(9)柳川市・川下りコース・「待ちぼうけ」の像-(旅行1日目)

■「待ちぼうけ」の像です
ほっかむりと鍬との組み合わせが可愛いですね。しかし、この詩には深い意味があります。




童謡「待ちぼうけ」歌詞


待ちぼうけ 待ちぼうけ
ある日せっせと 野良(のら)かせぎ
そこへ兎(うさぎ)が飛んで出て
ころり ころげた 木のねっこ

待ちぼうけ 待ちぼうけ
しめた これから寝(ね)て待とか
待てば獲(え)ものは 駆(か)けて来る
兎ぶつかれ 木のねっこ

待ちぼうけ 待ちぼうけ
昨日(きのう)鍬(くわ)とり 畑仕事(はたしごと)
今日は頬(ほお)づえ 日向(ひなた)ぼこ
うまい伐(き)り株(かぶ) 木のねっこ

待ちぼうけ 待ちぼうけ
今日(きょう)は今日はで 待ちぼうけ
明日(あす)は明日はで 森のそと
兎待ち待ち 木のねっこ

待ちぼうけ 待ちぼうけ
もとは涼しい黍畑(きびばたけ)
いまは荒野(あれの)の箒草(ほうきぐさ)
寒い北風 木のねっこ


【待ちぼうけと中国の伝説】
待ちぼうけは白秋が満州で聞いた伝説「韓非子」に由来します。

「韓非子」の中に、次のような一文があります。
 「聖人とは、昔にとらわれ、一定不変の基準に固執する者ではない。聖人とは、現在を問題とし、その解決をはかる者をいうのである。
 宋の国である男が畑を耕していた。そこへウサギがとびだし、畑の中の切株にぶつかり、首を折って死んだ。それからというもの、彼は畑仕事はやめにして、毎日切株を見張っていた。もう一度ウサギを手にいれようと思ったのだ。しかしウサギはそれきり。彼は国中の笑い者になったという。
 昔の聖人のやり方のまねで、現在の政治ができると思っている者は、この切株を見張った男の同類である。

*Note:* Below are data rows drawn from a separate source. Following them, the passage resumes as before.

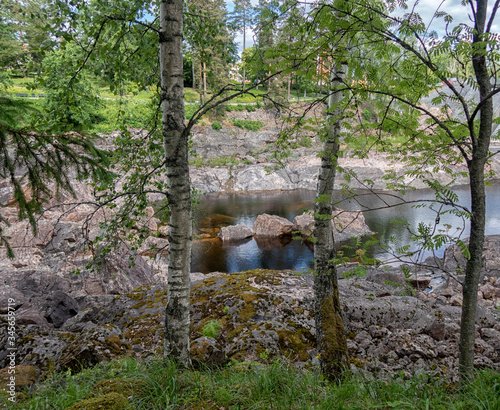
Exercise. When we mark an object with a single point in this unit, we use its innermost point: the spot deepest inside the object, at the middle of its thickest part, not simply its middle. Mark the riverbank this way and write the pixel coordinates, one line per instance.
(233, 159)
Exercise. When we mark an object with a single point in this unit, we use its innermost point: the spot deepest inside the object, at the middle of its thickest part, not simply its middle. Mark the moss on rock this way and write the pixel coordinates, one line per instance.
(109, 401)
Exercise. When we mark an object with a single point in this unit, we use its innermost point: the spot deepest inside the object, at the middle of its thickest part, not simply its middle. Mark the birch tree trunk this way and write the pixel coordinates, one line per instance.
(332, 346)
(175, 140)
(480, 149)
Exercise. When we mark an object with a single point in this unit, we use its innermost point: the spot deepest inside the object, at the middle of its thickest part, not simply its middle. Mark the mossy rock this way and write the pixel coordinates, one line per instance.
(25, 376)
(124, 386)
(109, 401)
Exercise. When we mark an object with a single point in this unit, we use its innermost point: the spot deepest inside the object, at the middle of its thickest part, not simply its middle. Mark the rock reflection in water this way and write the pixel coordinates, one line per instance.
(214, 212)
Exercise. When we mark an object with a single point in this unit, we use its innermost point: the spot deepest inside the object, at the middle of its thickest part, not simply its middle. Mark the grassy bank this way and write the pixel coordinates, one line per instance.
(161, 385)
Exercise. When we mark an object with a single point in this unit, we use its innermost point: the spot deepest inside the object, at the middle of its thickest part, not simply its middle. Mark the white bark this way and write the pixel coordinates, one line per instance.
(330, 336)
(175, 139)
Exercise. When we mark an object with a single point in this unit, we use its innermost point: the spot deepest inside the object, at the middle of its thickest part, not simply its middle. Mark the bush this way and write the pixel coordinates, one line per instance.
(72, 105)
(248, 124)
(211, 329)
(305, 141)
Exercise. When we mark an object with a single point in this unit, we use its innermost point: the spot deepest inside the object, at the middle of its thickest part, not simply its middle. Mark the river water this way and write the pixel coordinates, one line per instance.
(215, 211)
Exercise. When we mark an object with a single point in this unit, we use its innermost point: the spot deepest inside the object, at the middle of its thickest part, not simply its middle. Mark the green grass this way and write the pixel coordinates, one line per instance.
(162, 385)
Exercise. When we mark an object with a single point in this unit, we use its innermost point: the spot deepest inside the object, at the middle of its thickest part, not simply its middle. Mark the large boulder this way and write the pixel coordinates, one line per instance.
(262, 315)
(271, 226)
(346, 224)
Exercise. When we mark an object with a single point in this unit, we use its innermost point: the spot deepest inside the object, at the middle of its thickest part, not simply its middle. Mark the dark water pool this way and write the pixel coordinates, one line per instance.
(215, 211)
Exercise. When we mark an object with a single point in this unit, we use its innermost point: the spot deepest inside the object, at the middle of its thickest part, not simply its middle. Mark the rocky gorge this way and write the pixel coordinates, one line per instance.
(69, 316)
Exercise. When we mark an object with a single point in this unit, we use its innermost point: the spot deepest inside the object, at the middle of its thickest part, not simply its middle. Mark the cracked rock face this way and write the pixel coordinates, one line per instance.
(265, 314)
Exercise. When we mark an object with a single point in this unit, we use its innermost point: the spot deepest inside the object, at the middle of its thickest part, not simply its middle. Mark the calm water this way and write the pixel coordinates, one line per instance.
(209, 254)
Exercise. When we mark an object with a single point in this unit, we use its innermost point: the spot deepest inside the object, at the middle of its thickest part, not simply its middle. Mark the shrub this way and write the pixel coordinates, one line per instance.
(211, 329)
(248, 124)
(305, 141)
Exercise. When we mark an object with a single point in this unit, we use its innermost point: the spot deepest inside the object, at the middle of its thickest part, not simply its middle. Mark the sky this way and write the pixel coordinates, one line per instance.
(426, 9)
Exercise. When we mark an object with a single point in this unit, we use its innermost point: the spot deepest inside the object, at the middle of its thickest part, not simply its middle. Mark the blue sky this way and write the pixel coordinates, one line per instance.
(426, 8)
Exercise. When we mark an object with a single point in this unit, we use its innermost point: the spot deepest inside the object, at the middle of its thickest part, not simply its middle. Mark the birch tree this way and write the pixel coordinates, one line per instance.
(462, 136)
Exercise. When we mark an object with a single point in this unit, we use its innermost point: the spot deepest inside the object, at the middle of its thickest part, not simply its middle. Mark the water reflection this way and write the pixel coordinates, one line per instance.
(210, 254)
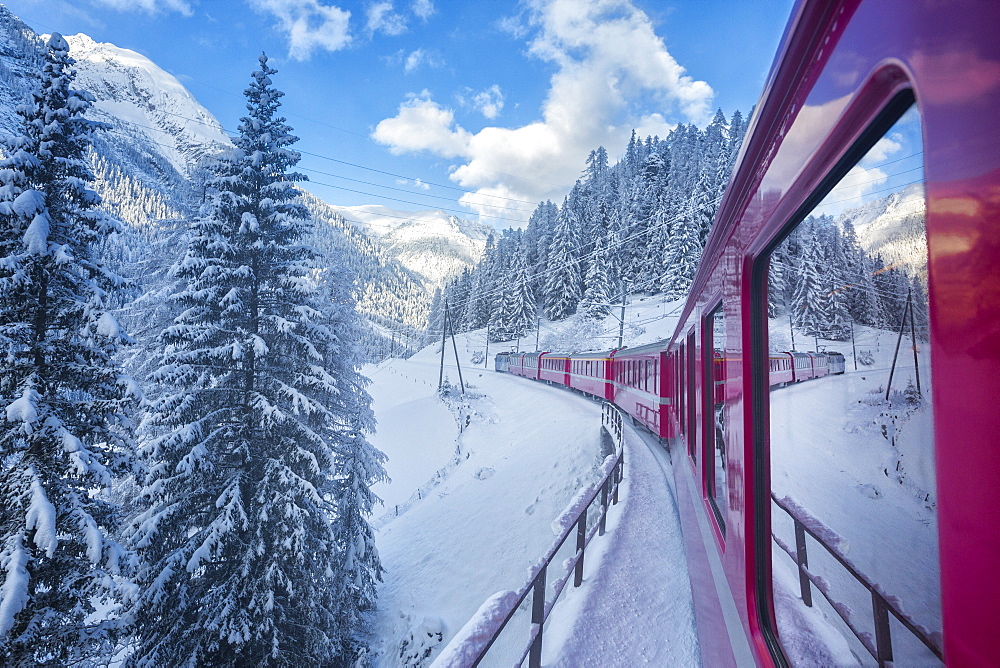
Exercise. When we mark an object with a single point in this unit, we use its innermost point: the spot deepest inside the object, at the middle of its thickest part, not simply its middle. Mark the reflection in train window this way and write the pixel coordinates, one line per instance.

何か、とっても耳が痛い話ですね。別に政治の話でなくとも自分達の日々の事柄でも十分参考になる事です。しかし、一般的に物事を判断するのに過去の経験を生かし判断する物ですが「一定不変の基準に固執するな」といわれれば難しい事になります。


聖人では無いので良しと、しましょう。

詩を改めて読んでみると、最初は思いがけない幸運に小躍りして、待つことにするがだんだんと状況が悪化して最後はぴゅーぴゅーと木枯らしが舞う荒野の中で茫然と立ち尽くしている。そんな様子が伝わってきます。
参考に、待ちぼうけを辞典で引いて見ました。「待っている人がついにやって来ないこと。」と成っています。待っても待っても来ない様子が確かに表現されています。「北原白秋」がいかに優秀な作詞家であったか再認識出来ます。